The Cabin in the Woods is about much more than any old cabin in the woods where unsuspecting, sex-having young adults find themselves headed for a very bloody end. The reason for this trip in their minds involves nothing more sophisticated than booz and weed, but on the other side of things, this ill-fated five has an important destiny they are supposed to fulfill. They must die for a grim and grueling purpose, one that extends far beyond those who seem to so callously want them dead.
And the film opens with those who want them dead casually chatting and making office jokes while placing bets on who bites it first while otherwise preparing to make sure everything at the cabin goes as planned. We won’t be able to relate to them until the very end of the movie, but everyone in this film has a reason to be hopelessly depressed.
|"Sitterson" (Richard Jenkins) and "Hadley" (Bradley Whitford), two |
of the brains behind the scenes.
And then we get big red letters that flash across the screen as though we are watching some humdrum Halloween movie. The film has this ability to quickly alternate between cheap and classy, between what we expect to see and what we couldn’t see coming. And as it is an example of a very extreme type of parody, this is for sure one of those films that will go over better with critics than audiences in general simply because it dares to call out the stupidity of the masses.
The Cabin in the Woods may not be your traditional carnival ride of carnage (though there is plenty of that, and sometimes too much), but it will indignantly and horrifyingly keep you interested. And in fact, its mainstay is about being just the opposite of what comes from the abandoned mines of bad ideas that we are getting today when we aren’t being bombarded with soulless remakes of earlier horror greats.

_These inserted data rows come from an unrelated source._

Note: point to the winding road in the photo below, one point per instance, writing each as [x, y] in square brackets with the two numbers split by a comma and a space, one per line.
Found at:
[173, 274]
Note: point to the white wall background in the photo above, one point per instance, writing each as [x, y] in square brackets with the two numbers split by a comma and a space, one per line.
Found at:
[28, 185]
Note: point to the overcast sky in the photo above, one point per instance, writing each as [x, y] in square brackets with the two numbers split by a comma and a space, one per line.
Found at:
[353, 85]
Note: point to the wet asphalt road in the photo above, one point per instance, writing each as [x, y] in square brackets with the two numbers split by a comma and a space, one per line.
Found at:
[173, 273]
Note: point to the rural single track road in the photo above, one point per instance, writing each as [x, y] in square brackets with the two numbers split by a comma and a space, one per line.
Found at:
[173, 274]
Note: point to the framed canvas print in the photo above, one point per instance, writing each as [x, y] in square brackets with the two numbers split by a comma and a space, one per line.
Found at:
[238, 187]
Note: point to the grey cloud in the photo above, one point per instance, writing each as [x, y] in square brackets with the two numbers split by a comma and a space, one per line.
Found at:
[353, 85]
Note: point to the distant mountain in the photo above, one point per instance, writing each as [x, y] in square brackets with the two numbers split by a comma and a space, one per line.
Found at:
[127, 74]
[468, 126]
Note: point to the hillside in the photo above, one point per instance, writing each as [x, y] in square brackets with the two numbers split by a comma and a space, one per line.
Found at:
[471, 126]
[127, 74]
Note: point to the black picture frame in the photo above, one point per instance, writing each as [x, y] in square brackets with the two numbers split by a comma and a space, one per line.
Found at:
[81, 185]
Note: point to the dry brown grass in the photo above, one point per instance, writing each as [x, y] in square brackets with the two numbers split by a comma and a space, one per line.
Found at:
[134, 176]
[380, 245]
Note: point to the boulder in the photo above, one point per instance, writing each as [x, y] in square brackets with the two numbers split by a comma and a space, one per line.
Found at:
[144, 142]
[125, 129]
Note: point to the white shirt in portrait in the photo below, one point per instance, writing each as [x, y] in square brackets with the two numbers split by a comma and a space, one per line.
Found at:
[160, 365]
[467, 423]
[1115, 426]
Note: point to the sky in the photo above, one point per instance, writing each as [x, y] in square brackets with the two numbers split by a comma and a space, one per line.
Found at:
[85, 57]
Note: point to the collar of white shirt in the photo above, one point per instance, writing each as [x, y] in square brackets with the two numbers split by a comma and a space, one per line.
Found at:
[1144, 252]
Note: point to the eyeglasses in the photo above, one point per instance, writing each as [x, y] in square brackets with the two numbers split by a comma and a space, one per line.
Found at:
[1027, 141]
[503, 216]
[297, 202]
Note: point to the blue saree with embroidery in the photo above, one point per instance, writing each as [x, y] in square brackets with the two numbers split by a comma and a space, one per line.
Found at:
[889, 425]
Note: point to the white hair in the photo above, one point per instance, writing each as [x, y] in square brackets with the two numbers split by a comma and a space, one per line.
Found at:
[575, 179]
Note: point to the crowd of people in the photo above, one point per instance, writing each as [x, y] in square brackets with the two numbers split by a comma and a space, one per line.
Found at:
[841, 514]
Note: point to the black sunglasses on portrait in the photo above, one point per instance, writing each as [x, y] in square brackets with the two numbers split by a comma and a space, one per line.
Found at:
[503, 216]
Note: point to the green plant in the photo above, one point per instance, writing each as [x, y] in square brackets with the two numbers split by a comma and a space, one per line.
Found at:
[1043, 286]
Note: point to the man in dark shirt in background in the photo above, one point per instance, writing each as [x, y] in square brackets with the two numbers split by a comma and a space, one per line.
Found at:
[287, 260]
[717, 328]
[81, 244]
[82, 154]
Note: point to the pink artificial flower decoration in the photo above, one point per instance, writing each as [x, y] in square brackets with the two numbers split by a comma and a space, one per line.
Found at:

There is a celebrity appearance at the end, and if you’ve seen Paul (2011), you’ll know who it is. This would have had more affect if this were the first time we’d seen that, but The Cabin in the Woods is never really out of ideas or surprises, big or small. And while we keep waiting for Hemsworth to turn into Thor and trash these ghoulish attackers, we are given no such luxury, just a story that stays confined to the shallow-mindedness that made this wildcard of a movie possible in the first place.
Thank you, Goddard and Whedon, for taking back the horror trophy and setting it up proudly in the camp of those with brains.